Dificulty with Einstein's derivation of TAO

disknoir · Dec 4, 2009

Hi,

I'm trying to work my way through Einstein's 1905 paper On the electrodynamics of moving bodies.

I'm having problems with section § 3. I follow until he says

"If we place x'=x-vt, it is clear that a point at rest in the system k must have a system of values x', y, z, independent of time."

I understand this as follows:

Because the point is at rest in system k it's position is independent of time as measured by an observer also at rest in system k. However, the position of this point would not be independent of time when measured by an observer at rest in system K.

Why use x' instead of [tex]\xi[/tex]? Is he using a third refernce frame?

I'm confused here. I've searched for explanations of this and in the few I have found the author doesn't seem to understand it either.

JesseM · Dec 4, 2009

Here was my attempt to follow Einstein's 1905 derivation and explain conceptually what was going on with some of the steps:

First Einstein assumes you have to coordinate systems defined by
measurements on a system of rigid measuring rods and clocks, K and k,
with all the spatial axes parallel and with k moving at velocity v along
K's x-axis. K's coordinates are (x,y,z,t) while k's coordinates are (xi,
eta, zeta, tau). Then he defines a new coordinate x'=x-vt, and says "it
is clear that a point at rest in the system k must have a system of
values x', y, z, independent of time". Although he doesn't state it this
way, what he has effectively done is to introduce a *third* coordinate
system Kg, with y,z,t coordinates identical to K, but with x' coordinate
given by x-vt. To make this a little clearer, I'm going to modify his
notation and say that coordinate system Kg uses coordinates x',y',z',t',
with these coordinates related to K's coordinates x,y,z,t by a Galilei
transform:

x'=x-vt
y'=y
z'=z
t'=t

An important thing to notice is that, unlike k and K, Kg doesn't
necessarily correspond to the measurements of any observer using a
system of measuring-rods and clocks; it isn't really an inertial
reference frame at all. So, the postulate that all observers must
measure the speed of light to be c in their own rest frame doesn't apply
to Kg. In fact, since we know light must travel at c in both directions
in K, and Kg is related to K by a Galilei transform, it must be true
that light travels at (c-v) in the +x' direction of Kg, and (c-v) in the
-x' direction of Kg.

So now a light beam is sent from the origin of k at tau0, reflected by a
mirror at rest in k at tau1, and returned to the origin at tau2. As
Einstein said, any point which is at rest in k must also be at rest in
this new coordinate system which I am calling Kg, so neither the point
of origin nor the mirror are moving in Kg.

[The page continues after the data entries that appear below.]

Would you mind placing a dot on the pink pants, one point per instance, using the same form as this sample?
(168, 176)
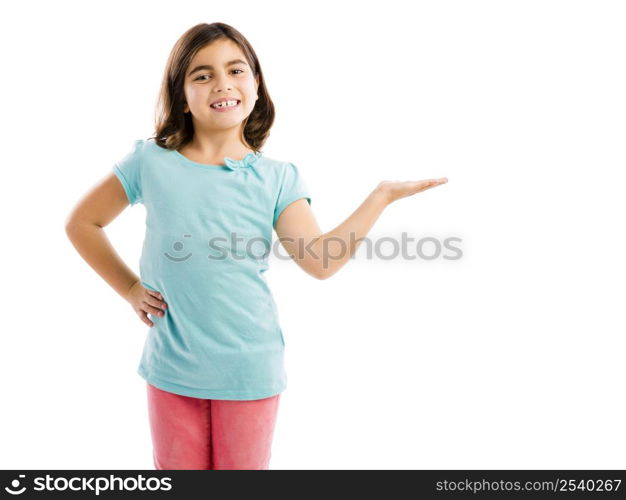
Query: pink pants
(210, 434)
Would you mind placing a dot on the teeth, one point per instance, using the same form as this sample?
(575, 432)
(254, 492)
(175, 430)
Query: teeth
(223, 104)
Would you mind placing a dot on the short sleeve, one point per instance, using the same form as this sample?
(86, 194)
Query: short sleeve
(128, 171)
(292, 188)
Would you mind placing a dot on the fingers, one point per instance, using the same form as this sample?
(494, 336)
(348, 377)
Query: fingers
(430, 183)
(154, 301)
(155, 311)
(154, 294)
(144, 317)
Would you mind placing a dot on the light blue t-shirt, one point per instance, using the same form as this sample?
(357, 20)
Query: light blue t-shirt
(206, 248)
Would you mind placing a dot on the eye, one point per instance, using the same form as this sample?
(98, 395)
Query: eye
(200, 77)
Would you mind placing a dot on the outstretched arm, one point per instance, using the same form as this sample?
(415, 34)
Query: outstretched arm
(322, 254)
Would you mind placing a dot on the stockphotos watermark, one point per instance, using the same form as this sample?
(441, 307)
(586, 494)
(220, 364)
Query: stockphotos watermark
(236, 246)
(94, 485)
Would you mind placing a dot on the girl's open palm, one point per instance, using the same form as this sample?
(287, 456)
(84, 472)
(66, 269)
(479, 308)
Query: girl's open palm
(146, 302)
(395, 190)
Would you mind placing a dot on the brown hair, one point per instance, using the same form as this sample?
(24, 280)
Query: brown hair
(173, 127)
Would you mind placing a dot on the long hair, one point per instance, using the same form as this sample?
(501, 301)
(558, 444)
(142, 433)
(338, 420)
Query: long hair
(173, 127)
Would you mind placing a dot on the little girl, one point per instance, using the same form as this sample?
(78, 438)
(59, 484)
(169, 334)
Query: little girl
(213, 357)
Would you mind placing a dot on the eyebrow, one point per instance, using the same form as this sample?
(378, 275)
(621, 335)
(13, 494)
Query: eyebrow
(208, 66)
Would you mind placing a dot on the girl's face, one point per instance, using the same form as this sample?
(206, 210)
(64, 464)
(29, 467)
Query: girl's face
(216, 71)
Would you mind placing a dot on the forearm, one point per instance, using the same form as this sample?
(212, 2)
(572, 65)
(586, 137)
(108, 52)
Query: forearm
(93, 245)
(335, 248)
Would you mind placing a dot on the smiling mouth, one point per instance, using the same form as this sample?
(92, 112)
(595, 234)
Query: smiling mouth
(224, 107)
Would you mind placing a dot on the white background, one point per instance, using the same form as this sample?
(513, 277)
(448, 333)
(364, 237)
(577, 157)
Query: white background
(510, 357)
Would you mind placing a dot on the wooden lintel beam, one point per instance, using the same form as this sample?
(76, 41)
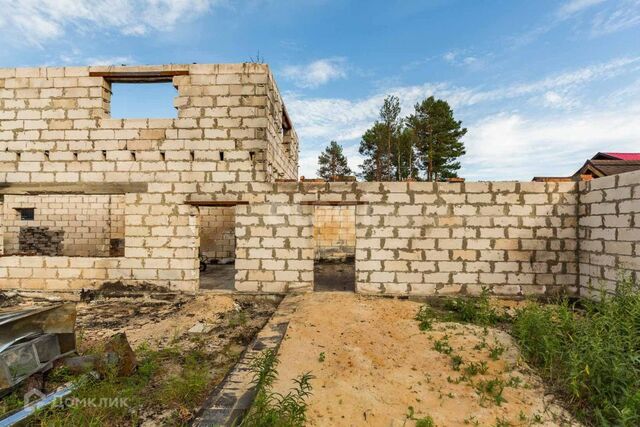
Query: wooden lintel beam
(72, 188)
(139, 76)
(328, 203)
(219, 203)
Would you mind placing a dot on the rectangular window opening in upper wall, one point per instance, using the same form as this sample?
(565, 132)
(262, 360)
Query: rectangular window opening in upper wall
(143, 100)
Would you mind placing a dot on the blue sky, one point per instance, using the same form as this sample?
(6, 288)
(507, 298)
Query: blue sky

So if the origin of Kg
coincides with the origin of k, and if we say the mirror is at position
x'=xm' in Kg, then since light travels at (c-v) in the +x' direction of
Kg, the light will take time xm'/(c-v) to reach the mirror in Kg, and
since light travels at (c+v) in the -x' direction of Kg, it will take an
additional time of xm'/(c+v) to return to the origin. Thus, if the light
is emitted at t'=t0' in Kg's frame, it is reflected at t'=t0' +
xm'/(c-v), and returns to the origin at t'=t0' + xm'/(c-v) + xm'/(c+v)

So, if k's coordinate tau is expressed as a function of Kg's coordinates
like tau(x',y',z',t') then we have:

tau0 = tau(0, 0, 0, t0')
tau1 = tau(xm', 0, 0, t0' + xm'/(c-v))
tau2 = tau(0, 0, 0, t0' + xm'/(c-v) + xm'/(c+v))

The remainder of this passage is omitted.